AFM single-cell force spectroscopy links altered nuclear and cytoskeletal mechanics to defective cell adhesion in cardiac myocytes with a nuclear lamin mutation

Previous investigations suggested that lamin A/C gene (LMNA) mutations, which cause a variety of human diseases including muscular dystrophies and cardiomyopathies, alter the nuclear mechanical properties. We hypothesized that biomechanical changes may extend beyond the nucleus. Combining atomic force microscopy (AFM), molecular and cellular biology, we studied the biomechanical properties of cardiomyocytes expressing the cardiomyopathy LMNA D192G mutation, and attempted rescue through the subsequent introduction of wild-type LMNA. Neonatal rat ventricular myocytes (NRVMs) were infected with adenoviral vectors carrying either human LMNA wild-type or D192G gene. LMNA protein expression was confirmed up to day 6 by western blot.
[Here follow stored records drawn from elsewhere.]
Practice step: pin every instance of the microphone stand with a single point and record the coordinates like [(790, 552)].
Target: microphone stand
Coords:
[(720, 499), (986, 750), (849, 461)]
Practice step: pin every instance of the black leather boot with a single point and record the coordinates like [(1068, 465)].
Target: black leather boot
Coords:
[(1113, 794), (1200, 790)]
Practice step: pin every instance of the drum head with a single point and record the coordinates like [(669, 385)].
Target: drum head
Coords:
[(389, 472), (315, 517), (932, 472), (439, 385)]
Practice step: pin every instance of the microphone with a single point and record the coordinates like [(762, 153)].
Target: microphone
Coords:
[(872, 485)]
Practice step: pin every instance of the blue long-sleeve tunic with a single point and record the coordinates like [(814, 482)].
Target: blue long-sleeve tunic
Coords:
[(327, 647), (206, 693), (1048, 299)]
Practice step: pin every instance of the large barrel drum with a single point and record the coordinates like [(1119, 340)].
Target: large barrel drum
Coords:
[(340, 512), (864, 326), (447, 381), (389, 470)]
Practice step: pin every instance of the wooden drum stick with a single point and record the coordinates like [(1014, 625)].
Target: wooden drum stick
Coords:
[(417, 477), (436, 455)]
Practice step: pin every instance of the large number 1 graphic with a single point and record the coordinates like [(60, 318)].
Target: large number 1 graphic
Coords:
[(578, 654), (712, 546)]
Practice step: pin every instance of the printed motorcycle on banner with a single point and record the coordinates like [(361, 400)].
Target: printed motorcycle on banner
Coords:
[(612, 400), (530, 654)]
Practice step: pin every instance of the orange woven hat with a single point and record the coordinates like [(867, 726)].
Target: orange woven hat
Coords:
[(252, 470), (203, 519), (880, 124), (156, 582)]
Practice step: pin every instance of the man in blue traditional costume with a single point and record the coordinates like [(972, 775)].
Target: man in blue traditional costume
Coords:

Live-cell AFM force-deformation curves from day 1 through day 6 showed that the nuclei of NRVMs expressing LMNA D192G displayed increased stiffness compared to both uninfected and wild-type expressing cells, with a peak at 48 hours (3-fold increase in nuclear Young modulus, p<0.0001). Furthermore, mutant NRVMs showed a significant reduction in the adhesion area between AFM probe and cell membrane, impaired cytoskeletal deformation measured by relaxation force test, associated with alteration of the cytoskeletal actin network by confocal microscopy. The altered actin network and mechanical properties of LMNA D192G NRVMs were rescued by the subsequent expression of wild-type LMNA. In conclusion, mutant LMNA deleterious effects appear to extend beyond the increased nuclear stiffness, to include altered cytoskeletal mechanics and defective cell membrane adhesion work, observations that are likely to underpin the changes in cardiac function that characterize this severe cardiomyopathy. Finally, expression of wild-type LMNA restores the mechanical properties of mutant NRVMs.